Holdren is currently Director of the White House Office of Science and Technology Policy, Assistant to the President for Science and Technology, and Co-Chair of the President's Council of Advisors on Science and Technology.

In 1977, he co-authored the 1,000 page book “Ecoscience” with Paul and Anne Ehrlich. The book included several descriptions of possible population control measures, including the addition of “sterilants” to the water supply to prevent human conception.

One section, titled “Population Law,” cited the radical group Zero Population Growth and said “it has been concluded that compulsory population-control laws, even including laws requiring compulsory abortion, could be sustained under the existing Constitution if the population crisis became sufficiently severe to endanger the society.”

“Few today consider the situation in the United States serious enough to justify compulsion, however.”

Another section discussed a “planetary regime” that might be given responsibility for “determining the optimum population for the world and for each region and for arbitrating various countries' shares within their regional limits.”

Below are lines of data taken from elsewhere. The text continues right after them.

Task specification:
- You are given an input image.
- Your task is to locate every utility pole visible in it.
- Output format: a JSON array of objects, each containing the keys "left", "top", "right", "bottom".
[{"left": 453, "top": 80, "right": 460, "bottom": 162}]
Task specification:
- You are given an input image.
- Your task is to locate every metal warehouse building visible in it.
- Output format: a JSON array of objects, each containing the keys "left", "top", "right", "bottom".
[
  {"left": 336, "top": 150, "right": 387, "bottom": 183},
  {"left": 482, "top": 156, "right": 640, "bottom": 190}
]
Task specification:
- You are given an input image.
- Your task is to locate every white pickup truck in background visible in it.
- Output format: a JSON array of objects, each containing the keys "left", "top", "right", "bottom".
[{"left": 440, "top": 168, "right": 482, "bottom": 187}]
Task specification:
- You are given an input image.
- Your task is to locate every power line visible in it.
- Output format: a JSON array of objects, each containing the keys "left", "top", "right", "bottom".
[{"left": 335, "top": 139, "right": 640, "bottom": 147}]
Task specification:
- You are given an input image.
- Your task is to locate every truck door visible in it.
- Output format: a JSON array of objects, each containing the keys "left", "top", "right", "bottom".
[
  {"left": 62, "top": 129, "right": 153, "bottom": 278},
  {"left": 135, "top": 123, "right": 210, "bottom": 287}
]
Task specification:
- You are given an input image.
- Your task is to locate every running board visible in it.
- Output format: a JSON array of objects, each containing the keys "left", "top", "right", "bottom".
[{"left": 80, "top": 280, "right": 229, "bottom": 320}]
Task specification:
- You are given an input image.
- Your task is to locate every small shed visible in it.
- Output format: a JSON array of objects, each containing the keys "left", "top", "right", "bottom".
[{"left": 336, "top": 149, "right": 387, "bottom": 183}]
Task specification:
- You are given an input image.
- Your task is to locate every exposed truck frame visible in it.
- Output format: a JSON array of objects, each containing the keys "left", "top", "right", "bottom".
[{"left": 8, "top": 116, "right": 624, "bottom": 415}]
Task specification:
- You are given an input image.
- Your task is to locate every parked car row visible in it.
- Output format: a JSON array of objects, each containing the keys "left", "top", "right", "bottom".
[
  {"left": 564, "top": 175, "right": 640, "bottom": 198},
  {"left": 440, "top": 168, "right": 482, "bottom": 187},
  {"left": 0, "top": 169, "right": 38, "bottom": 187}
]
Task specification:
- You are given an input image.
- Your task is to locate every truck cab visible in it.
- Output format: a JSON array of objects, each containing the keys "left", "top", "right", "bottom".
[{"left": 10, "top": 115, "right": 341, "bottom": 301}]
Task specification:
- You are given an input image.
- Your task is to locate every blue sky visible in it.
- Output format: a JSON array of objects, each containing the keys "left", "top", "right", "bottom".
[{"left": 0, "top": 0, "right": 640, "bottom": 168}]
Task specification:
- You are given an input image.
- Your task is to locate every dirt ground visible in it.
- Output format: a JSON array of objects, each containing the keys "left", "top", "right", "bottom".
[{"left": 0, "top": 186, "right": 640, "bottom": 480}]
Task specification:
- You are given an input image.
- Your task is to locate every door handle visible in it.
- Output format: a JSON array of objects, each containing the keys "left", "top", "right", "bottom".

In Tuesday e-mails to CNA, Rick Weiss, the Office of Science and Technology Policy’s Director of Strategic Communications, said the material at issue was from “a three-decade-old, three-author textbook used in colleges to teach energy policy.”

He could “easily dismiss” fears that Dr. Holdren favors government control over population growth.

“He made that quite clear in his confirmation hearing,” Weiss said.

He then quoted a section of the confirmation transcript in which Sen. David Vitter (R-LA) asked Holdren whether he thinks “determining optimal population is a proper role of government.”

“No, Senator, I do not,” was Holdren’s reply, according to Weiss and a transcript of the proceedings.

In other remarks at the confirmation hearing, not cited by Weiss, Holdren told Sen. Vitter he no longer thinks it is “productive” to focus on the “optimum population” for the United States. “I don't think any of us know what the right answer is.”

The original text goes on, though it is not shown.